A great leader of the 20th century

A leader that I admire is Franklin Delano Roosevelt, the 32nd president of the United States. Though patrician by birth, upbringing and style, he believed in and fought for plain people — for the "forgotten man" (and woman), for the "third of the nation, ill-housed, ill-clad, ill-nourished." He was loved because he radiated personal charm, joy in his work, optimism for the future. Franklin Delano Roosevelt was a realist in means but an idealist in ends. Above all, Franklin Delano Roosevelt stood for humanity against ideology. Franklin Delano Roosevelt wanted to find practical ways to help decent men and women struggling day by day to make a happier world for themselves and their children. His technique was, as he said, "bold, persistent experimentation ... Take a method and try it. If it fails, admit it frankly and try another.
However, in the service of his objectives, he could be, and often was, devious, guileful, manipulative, evasive, dissembling, underhanded, even ruthless.

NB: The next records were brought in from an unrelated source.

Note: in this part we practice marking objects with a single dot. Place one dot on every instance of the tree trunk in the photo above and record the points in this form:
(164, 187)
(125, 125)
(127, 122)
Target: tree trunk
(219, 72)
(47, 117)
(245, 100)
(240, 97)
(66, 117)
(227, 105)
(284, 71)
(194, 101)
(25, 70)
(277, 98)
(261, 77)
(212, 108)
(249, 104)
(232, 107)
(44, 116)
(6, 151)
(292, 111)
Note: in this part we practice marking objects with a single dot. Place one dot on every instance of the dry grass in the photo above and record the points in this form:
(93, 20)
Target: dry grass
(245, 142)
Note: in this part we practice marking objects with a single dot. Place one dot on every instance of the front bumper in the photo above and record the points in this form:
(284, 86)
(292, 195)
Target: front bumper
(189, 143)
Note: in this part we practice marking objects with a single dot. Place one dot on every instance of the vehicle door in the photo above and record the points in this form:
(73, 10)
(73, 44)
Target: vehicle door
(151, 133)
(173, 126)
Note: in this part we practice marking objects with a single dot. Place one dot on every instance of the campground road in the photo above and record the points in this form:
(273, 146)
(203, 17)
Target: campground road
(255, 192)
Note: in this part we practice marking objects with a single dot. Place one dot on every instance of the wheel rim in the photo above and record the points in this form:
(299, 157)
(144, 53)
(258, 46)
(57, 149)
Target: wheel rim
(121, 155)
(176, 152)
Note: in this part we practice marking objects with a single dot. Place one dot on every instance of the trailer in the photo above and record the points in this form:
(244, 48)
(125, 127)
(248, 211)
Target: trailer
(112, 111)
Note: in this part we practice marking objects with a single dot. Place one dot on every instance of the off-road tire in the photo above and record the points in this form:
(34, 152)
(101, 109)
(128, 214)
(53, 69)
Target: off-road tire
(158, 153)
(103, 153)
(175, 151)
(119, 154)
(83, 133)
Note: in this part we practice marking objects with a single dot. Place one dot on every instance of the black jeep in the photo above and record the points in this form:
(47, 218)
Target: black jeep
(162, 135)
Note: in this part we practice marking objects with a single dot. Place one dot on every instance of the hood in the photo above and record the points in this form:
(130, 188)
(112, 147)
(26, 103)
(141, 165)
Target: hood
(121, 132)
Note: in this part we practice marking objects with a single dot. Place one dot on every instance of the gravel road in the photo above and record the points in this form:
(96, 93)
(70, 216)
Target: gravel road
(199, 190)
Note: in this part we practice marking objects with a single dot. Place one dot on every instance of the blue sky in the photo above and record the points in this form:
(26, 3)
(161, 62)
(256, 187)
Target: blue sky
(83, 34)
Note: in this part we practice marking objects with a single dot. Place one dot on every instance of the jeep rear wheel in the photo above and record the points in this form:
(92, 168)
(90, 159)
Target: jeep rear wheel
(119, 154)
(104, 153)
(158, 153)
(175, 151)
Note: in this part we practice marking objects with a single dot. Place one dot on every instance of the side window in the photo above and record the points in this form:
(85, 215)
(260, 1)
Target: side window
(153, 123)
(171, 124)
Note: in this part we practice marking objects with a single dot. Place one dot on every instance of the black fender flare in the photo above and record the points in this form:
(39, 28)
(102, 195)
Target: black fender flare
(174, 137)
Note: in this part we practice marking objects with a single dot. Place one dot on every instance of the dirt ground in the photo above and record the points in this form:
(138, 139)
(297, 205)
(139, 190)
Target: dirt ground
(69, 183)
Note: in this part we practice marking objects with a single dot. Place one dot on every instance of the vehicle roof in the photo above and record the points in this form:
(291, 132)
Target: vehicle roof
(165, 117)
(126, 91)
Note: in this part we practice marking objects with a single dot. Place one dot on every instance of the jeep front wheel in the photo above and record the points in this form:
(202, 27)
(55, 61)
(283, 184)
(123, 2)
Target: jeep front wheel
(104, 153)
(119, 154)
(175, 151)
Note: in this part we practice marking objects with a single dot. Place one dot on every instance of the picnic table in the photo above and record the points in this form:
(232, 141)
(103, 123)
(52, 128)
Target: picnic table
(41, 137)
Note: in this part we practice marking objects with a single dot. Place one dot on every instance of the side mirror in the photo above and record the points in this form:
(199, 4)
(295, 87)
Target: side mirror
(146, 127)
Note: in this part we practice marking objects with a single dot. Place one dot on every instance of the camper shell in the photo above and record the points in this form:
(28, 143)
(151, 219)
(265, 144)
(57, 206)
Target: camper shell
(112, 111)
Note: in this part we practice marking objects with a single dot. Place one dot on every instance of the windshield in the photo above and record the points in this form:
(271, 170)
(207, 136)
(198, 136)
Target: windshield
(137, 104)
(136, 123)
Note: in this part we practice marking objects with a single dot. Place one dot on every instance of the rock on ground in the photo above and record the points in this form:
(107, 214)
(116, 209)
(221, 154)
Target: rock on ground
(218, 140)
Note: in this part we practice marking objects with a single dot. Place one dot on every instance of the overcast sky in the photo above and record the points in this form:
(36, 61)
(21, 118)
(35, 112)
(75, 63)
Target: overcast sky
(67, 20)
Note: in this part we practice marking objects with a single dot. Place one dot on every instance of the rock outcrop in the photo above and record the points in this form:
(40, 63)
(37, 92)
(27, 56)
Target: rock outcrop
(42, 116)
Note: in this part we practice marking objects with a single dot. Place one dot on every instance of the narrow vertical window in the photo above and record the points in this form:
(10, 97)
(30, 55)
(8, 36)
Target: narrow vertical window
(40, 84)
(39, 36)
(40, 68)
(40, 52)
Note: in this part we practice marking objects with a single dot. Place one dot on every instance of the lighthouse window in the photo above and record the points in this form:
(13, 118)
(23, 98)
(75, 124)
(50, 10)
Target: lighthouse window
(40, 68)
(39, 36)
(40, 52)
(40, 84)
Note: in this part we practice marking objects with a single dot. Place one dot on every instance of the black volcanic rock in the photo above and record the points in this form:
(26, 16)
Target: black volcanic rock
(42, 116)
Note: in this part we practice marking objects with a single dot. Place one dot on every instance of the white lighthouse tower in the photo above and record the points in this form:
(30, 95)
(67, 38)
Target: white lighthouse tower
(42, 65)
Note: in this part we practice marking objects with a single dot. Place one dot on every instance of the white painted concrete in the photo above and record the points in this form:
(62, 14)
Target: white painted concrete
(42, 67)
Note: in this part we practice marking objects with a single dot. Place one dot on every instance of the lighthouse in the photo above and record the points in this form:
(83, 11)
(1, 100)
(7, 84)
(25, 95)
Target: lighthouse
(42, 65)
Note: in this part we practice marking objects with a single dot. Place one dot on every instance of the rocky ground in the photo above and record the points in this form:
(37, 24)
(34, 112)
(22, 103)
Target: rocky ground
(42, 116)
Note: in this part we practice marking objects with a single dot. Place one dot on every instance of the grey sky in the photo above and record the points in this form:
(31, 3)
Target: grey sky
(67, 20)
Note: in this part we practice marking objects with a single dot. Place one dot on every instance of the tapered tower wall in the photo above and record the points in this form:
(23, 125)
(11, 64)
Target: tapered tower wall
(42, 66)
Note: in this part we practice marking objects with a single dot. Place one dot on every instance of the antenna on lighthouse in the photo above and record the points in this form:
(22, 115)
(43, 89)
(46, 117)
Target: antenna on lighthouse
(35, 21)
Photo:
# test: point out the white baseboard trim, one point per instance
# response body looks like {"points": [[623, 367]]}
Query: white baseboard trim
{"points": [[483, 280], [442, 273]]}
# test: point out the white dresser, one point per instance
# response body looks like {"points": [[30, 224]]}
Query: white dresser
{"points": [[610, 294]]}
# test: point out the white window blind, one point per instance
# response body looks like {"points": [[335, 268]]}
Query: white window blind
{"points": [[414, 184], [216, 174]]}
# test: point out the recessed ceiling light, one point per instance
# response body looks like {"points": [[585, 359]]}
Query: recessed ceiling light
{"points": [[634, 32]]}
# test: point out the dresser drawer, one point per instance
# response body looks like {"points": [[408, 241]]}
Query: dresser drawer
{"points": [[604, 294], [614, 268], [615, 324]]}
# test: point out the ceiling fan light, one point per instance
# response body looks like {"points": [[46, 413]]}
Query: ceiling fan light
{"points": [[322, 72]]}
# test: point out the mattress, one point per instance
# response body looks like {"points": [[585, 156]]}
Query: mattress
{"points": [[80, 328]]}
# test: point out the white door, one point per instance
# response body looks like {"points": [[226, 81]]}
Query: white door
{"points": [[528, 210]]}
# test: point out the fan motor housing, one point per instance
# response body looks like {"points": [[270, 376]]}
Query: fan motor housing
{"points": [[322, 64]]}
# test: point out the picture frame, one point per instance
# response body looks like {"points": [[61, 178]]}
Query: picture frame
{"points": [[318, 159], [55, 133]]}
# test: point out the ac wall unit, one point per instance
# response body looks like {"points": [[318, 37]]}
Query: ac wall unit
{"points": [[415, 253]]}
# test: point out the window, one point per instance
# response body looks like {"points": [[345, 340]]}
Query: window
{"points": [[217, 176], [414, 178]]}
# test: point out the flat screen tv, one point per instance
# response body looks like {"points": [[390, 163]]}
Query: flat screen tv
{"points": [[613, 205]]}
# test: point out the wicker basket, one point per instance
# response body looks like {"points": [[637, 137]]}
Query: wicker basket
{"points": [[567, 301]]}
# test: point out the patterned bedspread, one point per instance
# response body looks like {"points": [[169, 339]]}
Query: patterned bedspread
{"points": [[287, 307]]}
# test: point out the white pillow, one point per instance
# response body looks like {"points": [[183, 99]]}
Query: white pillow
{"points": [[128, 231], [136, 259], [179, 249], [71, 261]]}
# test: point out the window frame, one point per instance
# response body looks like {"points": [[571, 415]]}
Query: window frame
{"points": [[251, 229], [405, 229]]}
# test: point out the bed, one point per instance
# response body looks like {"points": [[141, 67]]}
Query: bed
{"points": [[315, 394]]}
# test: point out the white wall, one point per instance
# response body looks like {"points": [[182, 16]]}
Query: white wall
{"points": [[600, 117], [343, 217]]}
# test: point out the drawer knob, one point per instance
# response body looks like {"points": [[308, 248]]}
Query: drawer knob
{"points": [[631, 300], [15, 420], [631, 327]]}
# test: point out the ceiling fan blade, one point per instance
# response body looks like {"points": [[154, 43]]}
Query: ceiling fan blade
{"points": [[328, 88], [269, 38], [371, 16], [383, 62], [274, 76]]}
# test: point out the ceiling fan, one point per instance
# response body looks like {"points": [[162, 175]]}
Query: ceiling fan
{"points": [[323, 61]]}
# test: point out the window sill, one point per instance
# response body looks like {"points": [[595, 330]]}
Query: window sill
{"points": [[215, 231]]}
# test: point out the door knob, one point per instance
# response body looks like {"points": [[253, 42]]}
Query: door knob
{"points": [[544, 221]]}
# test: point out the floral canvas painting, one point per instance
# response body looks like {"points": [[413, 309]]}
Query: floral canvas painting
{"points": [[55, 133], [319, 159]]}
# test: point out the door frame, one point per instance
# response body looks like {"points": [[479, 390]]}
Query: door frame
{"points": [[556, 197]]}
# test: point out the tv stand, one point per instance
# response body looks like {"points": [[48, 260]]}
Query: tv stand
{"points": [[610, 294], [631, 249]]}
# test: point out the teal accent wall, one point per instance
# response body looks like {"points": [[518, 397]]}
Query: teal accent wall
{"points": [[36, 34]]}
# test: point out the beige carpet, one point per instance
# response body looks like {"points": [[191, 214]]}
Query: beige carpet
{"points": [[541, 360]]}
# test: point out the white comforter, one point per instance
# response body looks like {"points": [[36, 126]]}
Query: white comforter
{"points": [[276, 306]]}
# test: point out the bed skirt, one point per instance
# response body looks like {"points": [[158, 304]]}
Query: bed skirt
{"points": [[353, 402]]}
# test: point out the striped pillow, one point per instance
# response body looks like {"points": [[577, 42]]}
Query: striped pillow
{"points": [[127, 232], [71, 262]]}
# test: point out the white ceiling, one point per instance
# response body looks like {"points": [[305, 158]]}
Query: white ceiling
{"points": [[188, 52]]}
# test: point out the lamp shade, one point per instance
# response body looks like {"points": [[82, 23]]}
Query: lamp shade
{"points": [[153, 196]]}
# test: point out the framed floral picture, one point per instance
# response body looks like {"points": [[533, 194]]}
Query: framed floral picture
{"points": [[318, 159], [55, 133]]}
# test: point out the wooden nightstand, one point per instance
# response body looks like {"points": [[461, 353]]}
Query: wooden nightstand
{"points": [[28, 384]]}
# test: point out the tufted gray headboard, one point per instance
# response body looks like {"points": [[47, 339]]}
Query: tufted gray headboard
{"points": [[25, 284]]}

I find him interesting as he did not care only for himself but for others around him and stood for what he thought was correct. Franklin Delano Roosevelt was also willing to put in a lot of effort to
support what he believed in. Franklin Delano Roosevelt appeared, a magnificent, serene, exhilarating personality, buoyantly embodying new ideas, new courage, new confidence in America's ability to regain control over its future. His New Deal swiftly introduced measures for social protection, regulation and control. Laissez-faire ideologues and Roosevelt haters cried that he was putting the country on the road to communism, the only alternative permitted by the either/or creed. But Roosevelt understood that Social Security, unemployment compensation, public works, securities regulation, rural electrification, farm price supports, reciprocal-trade agreements, minimum wages and maximum hours, guarantees of collective bargaining and all the rest were saving capitalism from itself. A politician to his fingertips, he rejoiced in party combat. "I'm an old campaigner, and I love a good fight," he would say, and "Judge me by the enemies I have made." An optimist who fought his own brave way back from polio, he brought confidence and hope to a scared and stricken nation.